In order to evaluate the effectiveness of pcFPM experimentally, we compare the recovered intensity distributions of two segments in a USAF target using conventional FPM and pcFPM respectively.

We employ a light microscope (magnification 4×, NA = 0.1) as the imaging system and an LED matrix (15×15, incident wavelength λ = 632nm) as the light source for providing angle-varied illuminations. The distance between adjacent LED elements is 4mm, and the distance between the sample and LED matrix is about 66mm. A scientific CMOS (sCMOS) camera (PCO.edge 5.5) with the pixel size of 6.5µm is used for recording images under different incident angles. A set of 225 LR intensity images was captured using this setup, and the FOV of the USAF resolution board is presented in Fig. 7(a). Figures 7(b1) and 7(c1) show the enlargements of two different regions (50 × 50 pixels each) in the FOV. The same data set and pupil function reconstruction algorithm are employed to recover the HR image for each segment using the conventional FPM and pcFPM respectively. In addition, three iterations are conducted in the ordinary FPM while similarly three iterations of the entire LED array are performed in pcFPM. The only difference between the conventional FPM and pcFPM utilized in this paper is that pcFPM involves positioning correction procedure. Figures 7(b2) and 7(c2) present the recovered HR intensity images with conventional FPM corresponding to Figs. 7(b1) and 7(c1), respectively. It can be seen that the intensity profile in Fig. 7(b2) is extremely distorted because of the positional misalignment while some parts of Fig. 7(c2) are also distorted. This is because the segment in Fig. 7(b1) is the special region which is sensitive to positional misalignment, as we discussed in section 2.1. With the help of pcFPM, high-quality recovered intensity distributions are obtained, shown in Figs. 7(b3) and 7(c3). The distortion pattern in Fig. 7(b2) is removed completely and every resolution elements in Fig. 7(c3) are obviously recognizable.

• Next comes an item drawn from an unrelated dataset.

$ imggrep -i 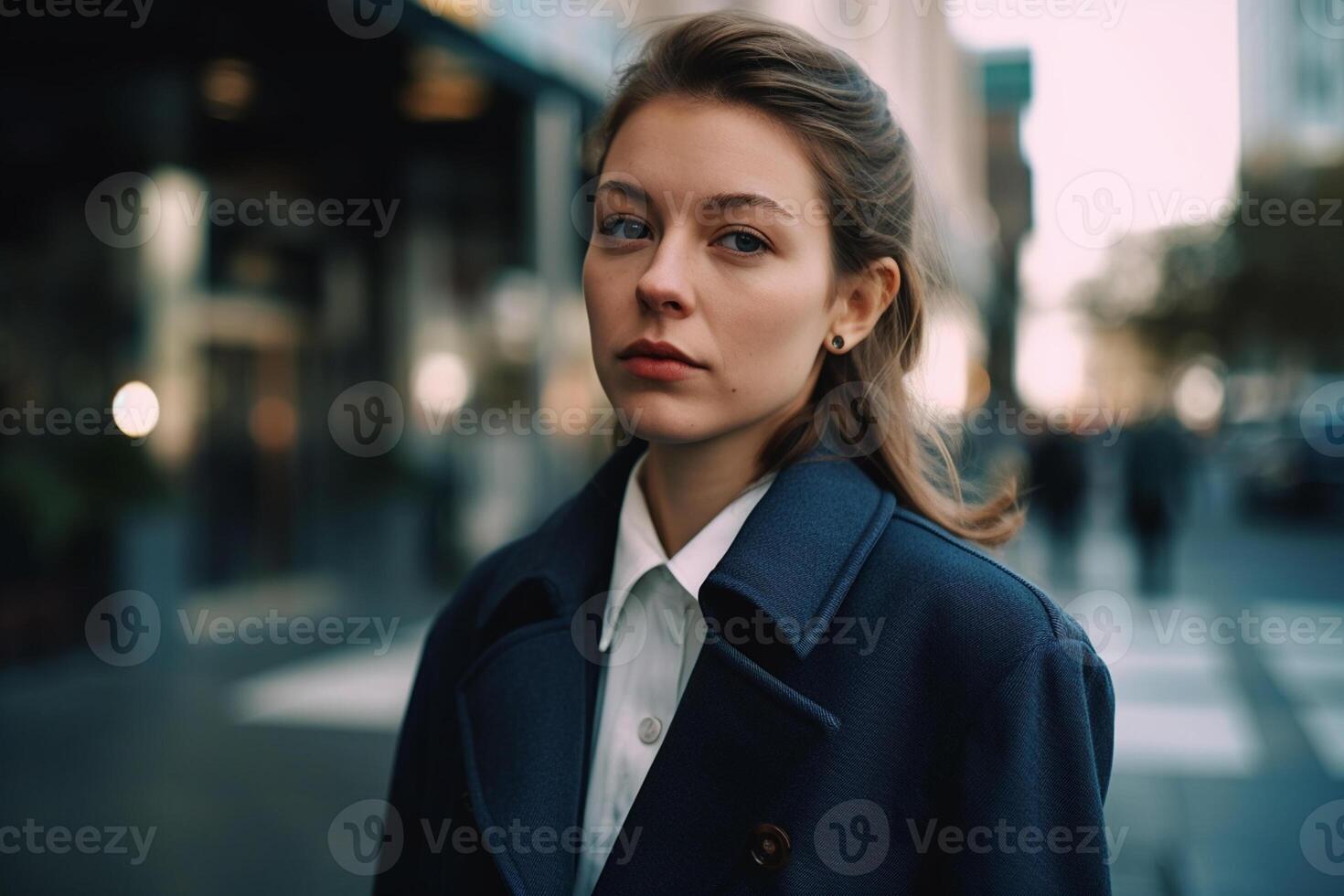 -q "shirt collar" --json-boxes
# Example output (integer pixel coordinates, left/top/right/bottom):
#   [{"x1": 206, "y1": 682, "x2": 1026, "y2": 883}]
[{"x1": 598, "y1": 452, "x2": 775, "y2": 650}]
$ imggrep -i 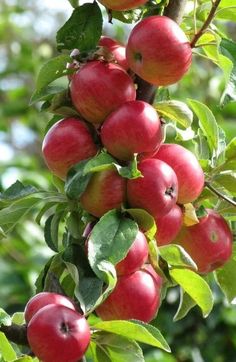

Fig. 7 Experimental results of two segments in a USAF target recovered with conventional FPM and pcFPM. (a) presents the FOV of the USAF resolution board recorded by the camera; (b1)–(b3) show the the enlargements of one small segment, the reconstructed HR intensity images with conventional FPM and pcFPM respectively; (c1)–(c3) show the the enlargements of another small segment, the reconstructed HR intensity images with conventional FPM and pcFPM respectively.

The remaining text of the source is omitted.